Background: The widespread use of immunotherapy drugs in the oncological field has
led to the spread of new toxicities compared to the more common chemotherapy treatments. This is
because immunotherapy with anti-CTLA-4 (Cytotoxic T Lymphocytes-Associated Antigen 4), anti-
PD-1 and anti-PD-L1 monoclonal antibodies has become the standard-of-care in a growing number
of indications. Any organ or tissue can be involved, but more commonly, side effects are reported
regarding skin, colon, endocrine glands, liver, lung and kidney. Other less frequent, but more serious,
adverse events are neurological and myocarditis.
Methods: We performed an electronic search on PUBMED of the literature concerning immunotherapy-
related toxicities and their management in oncological patients from 2007 to 2020,
with particular attention to the most recent publications.
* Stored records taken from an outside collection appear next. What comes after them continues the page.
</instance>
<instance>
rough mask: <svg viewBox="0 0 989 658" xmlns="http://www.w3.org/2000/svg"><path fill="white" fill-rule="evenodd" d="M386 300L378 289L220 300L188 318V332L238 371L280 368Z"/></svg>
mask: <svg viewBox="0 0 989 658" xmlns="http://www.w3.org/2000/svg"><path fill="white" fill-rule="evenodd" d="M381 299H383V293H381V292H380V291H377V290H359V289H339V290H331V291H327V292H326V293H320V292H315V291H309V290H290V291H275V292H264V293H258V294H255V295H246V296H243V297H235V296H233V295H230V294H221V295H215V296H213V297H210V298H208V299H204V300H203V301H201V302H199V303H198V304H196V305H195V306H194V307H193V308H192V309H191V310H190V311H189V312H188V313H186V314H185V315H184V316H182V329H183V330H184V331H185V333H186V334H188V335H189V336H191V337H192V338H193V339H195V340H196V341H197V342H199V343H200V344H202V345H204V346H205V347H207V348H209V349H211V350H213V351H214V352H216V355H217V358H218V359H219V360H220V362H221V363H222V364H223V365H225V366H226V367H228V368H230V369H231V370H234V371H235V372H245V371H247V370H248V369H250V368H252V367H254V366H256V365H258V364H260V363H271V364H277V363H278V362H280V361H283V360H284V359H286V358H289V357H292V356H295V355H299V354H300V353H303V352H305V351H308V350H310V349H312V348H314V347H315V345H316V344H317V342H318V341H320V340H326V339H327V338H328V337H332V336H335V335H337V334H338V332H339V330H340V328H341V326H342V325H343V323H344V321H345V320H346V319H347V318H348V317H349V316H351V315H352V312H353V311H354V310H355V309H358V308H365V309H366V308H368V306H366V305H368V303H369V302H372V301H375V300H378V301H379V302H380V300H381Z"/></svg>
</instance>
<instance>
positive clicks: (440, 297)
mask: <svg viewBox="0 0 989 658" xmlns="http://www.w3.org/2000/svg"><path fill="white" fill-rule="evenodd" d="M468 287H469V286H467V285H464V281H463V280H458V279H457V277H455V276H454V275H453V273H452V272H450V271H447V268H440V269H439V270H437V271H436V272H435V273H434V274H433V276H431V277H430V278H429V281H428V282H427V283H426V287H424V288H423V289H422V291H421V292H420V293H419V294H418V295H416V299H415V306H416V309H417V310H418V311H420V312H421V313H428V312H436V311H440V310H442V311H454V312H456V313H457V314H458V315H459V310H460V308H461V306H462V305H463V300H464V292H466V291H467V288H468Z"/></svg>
Aim: To summarize the different types of immunotherapy-related toxicities, together with their incidence
and diagnosis, and to simplify their management, especially in the emergency setting.
Conclusion: Usually, for grade I toxicities, it is not recommended to stop immunotherapy; for
most of grade II toxicities, immunotherapy should be postponed to when toxicity will have regressed
to grade I, considering the possibility of corticosteroid treatment for most toxicities. The
majority of grade III and IV require administration of high-dose corticosteroid intravenous therapy
and suspension of immunotherapy.
Mortality related to immune checkpoint inhibitors’ toxicity, occurring at a rate of 0.3-1.3%, is well
below fatality rates due to other oncologic interventions and should not discourage the promising
results so far reached by immunotherapy.